Ik ben zo’n vrouw met een tas gevuld met plastic tasjes
Adeline waakt als een dobermann over haar tas gevuld met plastic tasjes. Zéker als haar wederhelft probeert aan dit hoogstnoodzakelijk vrouwelijk erfgoed te komen.
In de kast onder de trap stond bij ons vroeger niet alleen de stofzuiger en een mop, die bij elke mogelijke beweging de verkeerde kant op viel, maar aan een haak hing ook een tas gevuld met tasjes. De buitenste meestal stevig en groot met een logo van een willekeurige supermarkt met binnenin een uiteenlopend assortiment tasjes. Een klein formaat, voor als iemand iets leende en het vanuit jouw huis mee naar het zijne nam. Het stoffen tasje, voor de loodzware boeken uit de bibliotheek. Een plastic supermarkttas die je uit voorzorg weer in die stevige tas stopte, want het kon zomaar zo zijn dat je ineens ruimtegebrek had onder het boodschappen doen. Een luxe, papieren exemplaar, voor het cadeau dat nog een beetje toonbaar mee moest. Die tas met tasjes hoorde simpelweg bij mijn opvoeding en daarom heb ik nu zelf ook zo’n tas. Iets wat mijn geliefde nooit helemaal snapt tót hij zelf een tasje nodig heeft.

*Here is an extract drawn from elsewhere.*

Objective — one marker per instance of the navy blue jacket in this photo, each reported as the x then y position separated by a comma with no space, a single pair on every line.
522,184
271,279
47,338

Bij het verhuizen bleek alleen wel dat mijn tas-gevuld-met-tassen-gewoonte een petit problematische vorm aanneemt. In onze meterkast stond een tas met tasjes, maar ook in het opbergrek in de schuur en ik vond er zelfs nog drie op de kerstballenzolder. Dit is het formaat zolder waar je normaal alleen een doos met kerstballen kwijt kunt, maar waarop dus ook prima tassen met daarin tasjes passen. De eerste tas trok mijn wederhelft nog vol verwachting open. Was het een vergeten fortuin, een verdwaald zeilpak of misschien een herinnering waar je een beetje weemoedig van moest glimlachen? Nee, het was niets van dat alles. Het was een tas met daarin een tas en weer een tas. Bij de derde tas trok hij zijn wenkbrauwen hoog op uit vrees dat deze vilten Omoda-tas ook weer vol zat met andere stevige shoppers van de bewuste schoenenwinkel. Mede-tassenverzamelaars weten dat deze het bewaren waard zijn. Met een zwierige zwaai gooide hij ze meteen op de stapel afval, waarop ik zo hard begon te sputteren en pruttelen als een oude diesel. Want die tasjes waren handig, nuttig en moesten en zouden mee. Of hij potverdrie-dubbeltjes-nondeju echt tassen gevuld met lucht moest verhuizen, vroeg hij zich hardop af. Ik vond het allesbehalve lucht, maar deed voor het behoud van mijn relatie toch maar afstand van één tas gevuld met tasjes. Het is tenslotte geven en nemen, ook als het op gespaarde tasjes aankomt.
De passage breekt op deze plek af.